2025: current recommendations for bufferbloat testing

Note this is work in progress, and will see some more edits....

Tuning one's own internet access for low latency under load (aka bufferbloat) can be quite satisfying and the end result is a generally better internet experience. To make the tuning fun and efficient it can be quite helpful to know which tools are available to assess the current latency-under-load behaviour. In my experience there are several levels of tooling available, all with different pros and cons. Here I try to give the main categories I see, with examples and a quick evaluation.

The browser-based tests

These tend to be the most convenient, as "everybody (and almost every device) has a browser". That is generally true, and modern browsers are marvels of utility, yet, they are not perfect for high fidelity, high-quality measurements (see below). Still for quick tests or for getting started these are invaluable.

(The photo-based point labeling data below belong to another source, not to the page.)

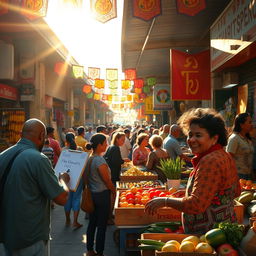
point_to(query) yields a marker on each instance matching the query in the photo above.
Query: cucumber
(151, 242)
(146, 247)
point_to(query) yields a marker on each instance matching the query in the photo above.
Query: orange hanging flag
(94, 73)
(190, 7)
(103, 10)
(191, 77)
(99, 83)
(145, 9)
(34, 9)
(112, 74)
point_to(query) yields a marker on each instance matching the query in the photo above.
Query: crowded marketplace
(128, 127)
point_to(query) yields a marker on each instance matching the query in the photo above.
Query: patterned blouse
(211, 189)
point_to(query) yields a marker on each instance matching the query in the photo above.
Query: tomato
(215, 237)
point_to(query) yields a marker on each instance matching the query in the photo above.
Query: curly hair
(206, 118)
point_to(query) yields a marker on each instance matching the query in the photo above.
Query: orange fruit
(187, 246)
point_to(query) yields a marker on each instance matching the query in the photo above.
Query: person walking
(101, 188)
(26, 193)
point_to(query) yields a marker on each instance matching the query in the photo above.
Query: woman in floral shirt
(213, 184)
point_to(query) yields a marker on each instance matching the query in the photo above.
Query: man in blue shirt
(29, 187)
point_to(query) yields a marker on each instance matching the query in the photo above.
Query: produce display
(224, 240)
(141, 184)
(136, 197)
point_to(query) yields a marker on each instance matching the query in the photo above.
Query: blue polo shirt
(30, 186)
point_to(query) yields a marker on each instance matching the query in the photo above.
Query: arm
(103, 171)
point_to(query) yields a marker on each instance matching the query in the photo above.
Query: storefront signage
(8, 92)
(233, 31)
(161, 97)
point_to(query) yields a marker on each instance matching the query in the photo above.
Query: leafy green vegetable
(233, 231)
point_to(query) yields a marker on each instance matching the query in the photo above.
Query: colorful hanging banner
(87, 88)
(112, 74)
(138, 83)
(34, 9)
(130, 74)
(191, 7)
(151, 81)
(125, 84)
(161, 97)
(113, 84)
(61, 68)
(77, 71)
(4, 6)
(99, 83)
(94, 73)
(145, 9)
(103, 10)
(191, 79)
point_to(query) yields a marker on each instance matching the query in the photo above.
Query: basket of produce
(121, 185)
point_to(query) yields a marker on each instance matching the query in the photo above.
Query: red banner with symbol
(145, 9)
(190, 7)
(191, 79)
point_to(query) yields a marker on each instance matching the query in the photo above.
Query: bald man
(25, 200)
(171, 144)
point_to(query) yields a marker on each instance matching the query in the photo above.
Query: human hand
(153, 205)
(64, 176)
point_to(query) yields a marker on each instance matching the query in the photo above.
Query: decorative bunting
(191, 77)
(34, 9)
(99, 83)
(61, 68)
(89, 95)
(138, 83)
(94, 73)
(151, 81)
(96, 96)
(125, 84)
(77, 71)
(103, 10)
(4, 7)
(190, 8)
(146, 89)
(112, 74)
(145, 9)
(87, 88)
(113, 84)
(130, 74)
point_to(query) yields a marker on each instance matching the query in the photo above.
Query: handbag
(87, 204)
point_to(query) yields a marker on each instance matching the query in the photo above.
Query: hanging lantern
(89, 95)
(151, 81)
(94, 73)
(87, 88)
(138, 83)
(99, 83)
(130, 74)
(146, 89)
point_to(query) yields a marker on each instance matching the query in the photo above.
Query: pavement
(68, 242)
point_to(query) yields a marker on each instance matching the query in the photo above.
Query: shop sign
(8, 92)
(27, 92)
(48, 101)
(233, 31)
(161, 97)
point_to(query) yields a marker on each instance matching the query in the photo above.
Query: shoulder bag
(87, 204)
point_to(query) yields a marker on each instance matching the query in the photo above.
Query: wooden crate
(121, 185)
(125, 216)
(239, 210)
(164, 237)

1) Waveform's bufferbloat test (https://www.waveform.com/tools/bufferbloat)

Pros:

  • Measures latency (and throughput) during idle, download, and upload epochs.
  • High number of latency samples
  • Shows latency distributions (and summary statistics) for the three epochs separately
  • Allows exporting data as .csv file (contains all latency samples, but only aggregate summaries for the throughput)
  • Operated from cloudflare CDNs so typically will find a reasonably close by server location.

Cons:

  • Tests are relative short (common for on-line tests, someone needs to pay for the server capacity)
  • No bidirectionally saturating measurement phase

2) Cloudflare's Speedtest (https://speed.cloudflare.com)

Pros:

  • Measures latency (and throughput) during idle, download, and upload epochs.
  • Measures throughput for differently sized objects
  • Also includes a packet loss test
  • Shows latency distributions (and summary statistics) for the three epochs separately
  • Allows exporting data as .csv file (contains only aggregate summaries for throughput and latency), latency numbers can be manually scraped from the web page...
  • Operated from cloudflare CDNs so typically will find a reasonably close by server location.

Cons:

  • Tests are relative short (common for on-line tests, someone needs to pay for the server capacity)
  • No bidirectionally saturating measurement phase
  • Relative low number of latency samples

NOTE: the results page contains the local IP address as well as maps of the server location and the estimated client location. If you consider these sensitive, redact them before sharing. In my case the geoIP is just really far off (100s of kilometers) and my IPv6 prefix changes every day, so I am not concerned sharing these, but be aware...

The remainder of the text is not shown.